4 thoughts on “Restoring Sacisaurus

  1. Wait a second. A month ago you had sauropodomorphs sister to Ornithischia, now you have them sister to ‘Paraornithischia’. If Sacisaurus didn’t change the topology, what did?

    For Sacisaurus’ cervical series, only an atlantal intercentrum is known. You’d know this if you read the text instead of depending on the reconstruction. Its denticles are actually large, as seen in figure 3J, just like most sauropodomorphs and ornithischians. The ectopterygoid is too large, so was excluded by Nesbitt (2011), probably belonging to the larger saurischian ilium and femora that were mixed in with the type material. Long distal caudal prezygapophyses and a fibular crest on the tibia wouldn’t make sense as symplesiomorphies in your tree, since they’re absent basally in your sauropodomorphs, ornithischians, Panphagia and Pampadromaeus.

    As the rest of Massospondylus kaalae’s holotype has plenty of broken surfaces (note the bone fragments adhering to the dentary in your picture, and the tooth tips), the anterior dentary tip is probably broken too. Note phylogenetic bracketing actually suggests it lacked a predentary even in your tree with your fictional “paired predentaries”. Remember you don’t order your characters, so “paired predentaries” and median predentaries have nothing to do with each other when running your matrix. Even if you misidentify that bit of sediment in Daemonosaurus as a predentary, parsimony would argue it is a median element as you have the taxon in Ornithischia. Thus if M. kaalae has a predentary in your tree, it would just have to reverse in other sauropodomorphs and would add a step to your tree. Or more likely it would just be an extra step to evolve the predentary in M. kaalae, since other massospondylids lack predentaries (note Crompton and Attridge, 1986 postulating a keratinous beak in M. carinatus has long been discredited).

    As for Sacisaurus being the basalmost ‘paraornithischian’, your characters are no doubt…
    – Maxillary teeth less than twice as tall as wide is only true of some of Sacisaurus’ maxillary teeth, which is the case for most every other dinosaur in your tree (even theropods). Note too you coded the toothless Shuvosaurus, Lotosaurus and Effigia as having short teeth.
    – A straight dentary is also present in M. kaalae (miscoded by you), some Thecodontosaurus (miscoded by you), Daemonosaurus (miscoded by you), every ornithischian you use (your basal three miscoded by you) and Panphagia (miscoded by you), so would not place it in ‘Paraornithischia’.
    As none of your other ‘paraornithischian’ characters are scorable in Sacisaurus (the straight ventral maxillary margin presumedly shifted to ‘Paraornithischia’+Sauropodomorpha when your topology changed, I’d say your placement of it in that clade is firmly rejected.

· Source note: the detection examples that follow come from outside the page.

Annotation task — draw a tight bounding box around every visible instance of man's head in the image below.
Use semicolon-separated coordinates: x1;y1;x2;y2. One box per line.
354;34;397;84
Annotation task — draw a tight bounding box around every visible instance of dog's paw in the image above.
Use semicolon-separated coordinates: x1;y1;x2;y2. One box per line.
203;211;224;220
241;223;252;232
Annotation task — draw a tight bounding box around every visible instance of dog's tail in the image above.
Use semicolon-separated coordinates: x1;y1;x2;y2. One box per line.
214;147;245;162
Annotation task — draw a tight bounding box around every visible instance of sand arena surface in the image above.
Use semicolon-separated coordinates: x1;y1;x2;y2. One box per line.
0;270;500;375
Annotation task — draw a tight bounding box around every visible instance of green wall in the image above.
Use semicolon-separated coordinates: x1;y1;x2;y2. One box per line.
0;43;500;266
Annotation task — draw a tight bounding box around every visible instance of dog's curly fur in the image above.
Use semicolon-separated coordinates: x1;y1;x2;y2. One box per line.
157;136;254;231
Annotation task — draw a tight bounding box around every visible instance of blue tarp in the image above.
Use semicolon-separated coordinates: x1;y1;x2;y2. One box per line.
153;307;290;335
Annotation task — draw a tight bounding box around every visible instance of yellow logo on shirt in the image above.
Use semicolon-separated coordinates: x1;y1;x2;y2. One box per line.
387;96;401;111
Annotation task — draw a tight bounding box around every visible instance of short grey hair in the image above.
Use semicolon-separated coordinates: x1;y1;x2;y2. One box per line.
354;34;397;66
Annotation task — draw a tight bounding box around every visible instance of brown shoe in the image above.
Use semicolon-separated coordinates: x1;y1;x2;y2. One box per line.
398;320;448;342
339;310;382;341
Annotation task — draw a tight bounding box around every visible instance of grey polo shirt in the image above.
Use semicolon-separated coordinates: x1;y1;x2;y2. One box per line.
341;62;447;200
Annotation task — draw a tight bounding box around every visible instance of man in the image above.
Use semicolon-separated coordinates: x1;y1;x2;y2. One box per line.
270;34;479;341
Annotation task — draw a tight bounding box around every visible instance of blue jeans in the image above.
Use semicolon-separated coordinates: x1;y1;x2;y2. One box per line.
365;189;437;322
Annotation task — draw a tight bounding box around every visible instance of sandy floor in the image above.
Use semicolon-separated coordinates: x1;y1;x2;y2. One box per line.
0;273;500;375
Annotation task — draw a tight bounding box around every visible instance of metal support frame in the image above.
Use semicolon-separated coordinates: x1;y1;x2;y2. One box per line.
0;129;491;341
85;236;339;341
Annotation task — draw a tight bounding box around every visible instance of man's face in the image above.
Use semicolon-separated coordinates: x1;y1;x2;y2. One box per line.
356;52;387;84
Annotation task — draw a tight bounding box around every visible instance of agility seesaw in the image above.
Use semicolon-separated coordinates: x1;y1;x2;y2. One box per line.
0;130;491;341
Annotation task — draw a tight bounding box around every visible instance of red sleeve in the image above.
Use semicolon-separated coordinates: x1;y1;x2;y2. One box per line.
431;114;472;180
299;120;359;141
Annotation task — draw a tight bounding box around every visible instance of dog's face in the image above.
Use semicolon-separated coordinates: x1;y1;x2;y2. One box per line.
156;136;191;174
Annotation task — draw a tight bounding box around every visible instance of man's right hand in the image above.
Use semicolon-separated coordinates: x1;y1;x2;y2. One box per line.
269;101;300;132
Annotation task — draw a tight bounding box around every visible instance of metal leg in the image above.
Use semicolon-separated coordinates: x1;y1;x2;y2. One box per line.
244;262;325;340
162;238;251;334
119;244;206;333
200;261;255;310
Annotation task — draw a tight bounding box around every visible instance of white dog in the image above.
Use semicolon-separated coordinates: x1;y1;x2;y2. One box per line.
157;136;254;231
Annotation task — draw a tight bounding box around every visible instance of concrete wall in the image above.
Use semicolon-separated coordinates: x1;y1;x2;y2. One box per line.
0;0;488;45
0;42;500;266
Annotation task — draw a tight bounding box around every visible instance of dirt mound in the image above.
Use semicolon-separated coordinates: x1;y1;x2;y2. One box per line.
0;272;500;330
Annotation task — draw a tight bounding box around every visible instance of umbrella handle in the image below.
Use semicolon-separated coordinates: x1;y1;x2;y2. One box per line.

  2. Unrelated to the post (for the most part) but I noticed that you have Scelidosaurus basal to Scutellosaurus. In fact you have it basal to all thyreophorans, including osteoderm-free taxa like like Heterodontosaurus which traditionally nests as basal to Scutellosaurus. Now, as Mickey has pointed out previously on his page, I am no cladistic genius BUT my current research (which is much better supported than my previously published cladograms) is looking into basal thyreophora (see my SVP abstract from last year). None of my trees (using TNT) recover such an unconventional topology like yours. What is leading you to this unusual conclusion?

    • Cerapoda and a hypothetical (all ancestral 0s) outgroup. Changing to just one of those doesn’t affect the topology further up the tree.